Simon Amstell: Carnage
There’s no doubt that Simon Amstell’s Carnage is a film with a very heavy message.
Set in a utopian 2067 when all of society is vegan, the mockumentary looks back at a time when humans ate other animals with the sort of visceral disgust that 2017 viewers might watch first-hand footage of the Nazi Holocaust. In this version of the future, Captain Birdseye is akin to Joseph Mengele, a Nigella Lawson clip like a sickening snuff movie.
Amstell doesn’t shy from the horrors of the slaughterhouse nor the realities of dairy production, with animals ‘raped for their milk’. And away from those hefty ethical questions, the massive contribution livestock and dairy farming makes to climate change also gets coverage – all in a film billed as comedy.
This is undoubtedly another polemical product from the commissioners – at BBC iPlayer – that also ordered Adam Curtis’s HyperNormalisation, so no wonder Carnage includes a wry in-joke about the Corporation’s left-slanted liberalism. And another about the folly of making a film about veganism in the first place.
But has the comedian managed to make this topic, so obviously close to his heart, funny? Well, it’s not always laugh-out-loud very often, but Carnage is as entertaining as it is thought-provoking. Even ‘entertaining’ comes as quite a surprise for such a weighty subject, but more minds will surely be changed by Amstell’s light-touch approach than a real documentary about the barbarity of the meat industry.
So while the cruelly of the business is rarely far away, Amstell takes the view that eating animals is ridiculous, then highlights that absurdity from the distance of history. He has been especially skilful in blending his fake footage with real-life archive – especially clips emphasising the beardy-weirdy image vegans had before Hollywood trendies boarded the bandwagon – so sometimes it’s hard to know what’s true and what isn’t.
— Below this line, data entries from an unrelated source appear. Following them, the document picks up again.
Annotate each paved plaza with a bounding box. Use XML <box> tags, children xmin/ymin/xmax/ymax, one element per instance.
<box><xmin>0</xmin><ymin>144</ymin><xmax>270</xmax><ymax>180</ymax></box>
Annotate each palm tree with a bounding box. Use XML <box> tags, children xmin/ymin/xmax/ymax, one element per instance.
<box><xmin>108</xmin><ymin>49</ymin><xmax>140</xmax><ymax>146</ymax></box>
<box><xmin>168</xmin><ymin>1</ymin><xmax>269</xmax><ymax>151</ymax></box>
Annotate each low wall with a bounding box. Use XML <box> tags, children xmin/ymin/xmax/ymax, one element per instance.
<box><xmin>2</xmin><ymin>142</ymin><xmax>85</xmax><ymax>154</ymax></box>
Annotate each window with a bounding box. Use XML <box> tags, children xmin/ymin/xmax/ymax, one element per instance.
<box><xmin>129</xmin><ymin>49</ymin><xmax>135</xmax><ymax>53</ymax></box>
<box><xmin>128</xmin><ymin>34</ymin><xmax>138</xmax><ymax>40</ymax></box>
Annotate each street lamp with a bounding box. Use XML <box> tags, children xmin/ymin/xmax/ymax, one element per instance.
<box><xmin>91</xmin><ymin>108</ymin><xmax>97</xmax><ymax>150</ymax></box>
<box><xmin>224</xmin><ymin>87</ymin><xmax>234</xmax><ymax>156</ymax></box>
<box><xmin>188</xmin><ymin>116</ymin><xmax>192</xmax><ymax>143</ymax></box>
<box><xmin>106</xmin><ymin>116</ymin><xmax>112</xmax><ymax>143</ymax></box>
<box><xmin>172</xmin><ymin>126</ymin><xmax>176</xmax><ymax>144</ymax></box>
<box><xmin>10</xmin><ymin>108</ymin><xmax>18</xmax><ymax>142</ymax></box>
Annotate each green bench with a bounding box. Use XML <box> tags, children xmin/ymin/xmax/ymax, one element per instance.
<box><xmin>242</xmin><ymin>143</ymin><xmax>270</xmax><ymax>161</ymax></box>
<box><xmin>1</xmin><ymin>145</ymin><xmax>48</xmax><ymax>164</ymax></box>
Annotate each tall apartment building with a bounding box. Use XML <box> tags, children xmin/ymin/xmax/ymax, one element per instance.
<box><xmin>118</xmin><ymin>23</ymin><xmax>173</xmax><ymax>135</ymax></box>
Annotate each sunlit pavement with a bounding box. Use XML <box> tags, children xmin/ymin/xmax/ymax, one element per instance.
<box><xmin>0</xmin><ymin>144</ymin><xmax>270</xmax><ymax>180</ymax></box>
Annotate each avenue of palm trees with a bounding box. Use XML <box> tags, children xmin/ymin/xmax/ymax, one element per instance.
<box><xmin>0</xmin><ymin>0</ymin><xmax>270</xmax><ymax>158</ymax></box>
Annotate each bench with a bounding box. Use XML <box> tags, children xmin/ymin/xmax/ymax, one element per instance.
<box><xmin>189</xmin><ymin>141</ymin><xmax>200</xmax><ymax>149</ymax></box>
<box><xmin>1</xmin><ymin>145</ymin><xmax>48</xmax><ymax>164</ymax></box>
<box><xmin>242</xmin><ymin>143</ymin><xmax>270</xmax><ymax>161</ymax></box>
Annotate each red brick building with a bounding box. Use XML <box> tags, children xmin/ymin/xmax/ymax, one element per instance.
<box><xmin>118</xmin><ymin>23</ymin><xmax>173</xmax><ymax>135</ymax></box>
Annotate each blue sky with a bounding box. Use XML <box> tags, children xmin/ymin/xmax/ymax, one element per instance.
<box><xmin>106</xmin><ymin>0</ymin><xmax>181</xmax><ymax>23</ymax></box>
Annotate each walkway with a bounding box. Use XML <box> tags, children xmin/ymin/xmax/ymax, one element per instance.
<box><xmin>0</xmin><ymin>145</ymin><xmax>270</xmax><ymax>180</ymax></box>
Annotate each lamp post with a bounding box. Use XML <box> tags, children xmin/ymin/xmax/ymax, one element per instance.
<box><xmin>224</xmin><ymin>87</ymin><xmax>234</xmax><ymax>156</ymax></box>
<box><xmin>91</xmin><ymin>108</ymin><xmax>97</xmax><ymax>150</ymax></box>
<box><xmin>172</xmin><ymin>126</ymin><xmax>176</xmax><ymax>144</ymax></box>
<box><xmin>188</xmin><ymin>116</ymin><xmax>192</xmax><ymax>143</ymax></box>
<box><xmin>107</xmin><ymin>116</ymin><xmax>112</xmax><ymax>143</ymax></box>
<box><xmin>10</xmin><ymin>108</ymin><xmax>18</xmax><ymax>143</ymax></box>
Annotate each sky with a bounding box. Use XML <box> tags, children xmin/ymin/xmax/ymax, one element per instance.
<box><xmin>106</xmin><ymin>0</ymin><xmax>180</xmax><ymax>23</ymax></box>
That’s emphasised by the comedian’s own narration, authoritative even when being absurd.
In his directorial debut, Amstell’s credible storyline has the tide of public opinion turned by the activism of grime artist, a mainstream BBC drama in which Dame Eileen Atkins plays a dementia sufferer who forget the social conventions that it’s OK to each chicken, and – this is where credibility does break – the invention of a machine that reads animals’ thoughts. Vegans come to reject the label that sets them as outsiders and start calling those who eat meal ‘carnists’, coining a judgmental language of their own. It’s the same sort of cultural story arc that has made other once-extreme positions the norm over time.
James Smith – best known as Glenn Cullen from the Thick Of It – is brilliant as a reactionary commentator clinging onto the past, while also skewering some of the more faddish aspects of veganism, a little balance to ensure not all vegans are filmed a rose-tinted lens. And proving that yes, vegans are allowed to have a sense of humour too.. Look (and listen) out for further cameos from the likes of Joanna Lumley, Kirsty Walk and Vanessa Feltz.
There’s not doubt Carnage will cause both meat-eaters and vegetarians to think twice about their choices. But more crucially when it comes to deciding whether or not to watch it, it’s a fascinating ‘what if?’ scenario – almost akin to a Black Mirror premise – that could prove prophetic.